Naturally, everything goes wrong and the children end up back at home under Weezy's feet and falling into their old, argumentative roles. Weezy, her spawn, and Cleo, thrown into the Coffey animal house, try desperately to figure out what to do next and how to avoid drowning in the meantime.
So yes - it sounds like a classic 90s chickflick. While it's insanely enjoyable to read, there is fortunately no knitting of quilts or meaningful holding of one another's hands while tears brim and lips compress. The Coffeys are a fabulous family because they are realistically, passive aggressively awful. Claire I instantly loved, because she calls out Martha's nonsense and also just makes me think of her Modern Family namesake, but in Martha, Close has written one of the best monsters I've read in ages.

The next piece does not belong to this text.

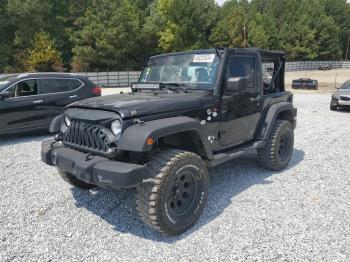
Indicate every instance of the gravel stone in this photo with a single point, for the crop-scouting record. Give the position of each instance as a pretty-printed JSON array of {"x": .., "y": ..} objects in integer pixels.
[{"x": 301, "y": 213}]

We've all known a Martha: enjoys a drama too much, makes everything all about her, has all the self-awareness of a smug cat - one lovely line in which she angsts so much over the Thanksgiving dish she's making, until everyone compliments her on it and she looks down modestly and goes, "It's not that hard." AAAARRRRGHHH. She's beautifully, awfully-written.
This isn't a twisty-turny book, and any upsets are either clearly-marked or gentle, but this isn't what The Smart One is for. Close is quite simply a fantastic writer, and her observations about her women - each chapter is seen from the viewpoint of Weezy, Martha, Claire or Cleo - make you as keenly supportive of them as you want to throttle them. There's no cruelty in this book, either to the characters or (thankfully) to the reader, because this feels nicely close to real life.
I wish we heard more from Cleo. She gets a great backstory about everything leading up to meeting Max: her career-driven mother, Elizabeth (yet another smart woman), and her first college room mate who becomes anorexic. But later on she is rather cast to the side as someone things happen to, when she's so interesting I wish she'd do something instead. There's not an awful lot from Weezy's husband Will either - especially in later parts when Weezy gets carried away. But it comes down to this really: I looked forward to bus journeys so I could read this, I loved being an observer in the family's lives, and I'd happily read it again in a moment.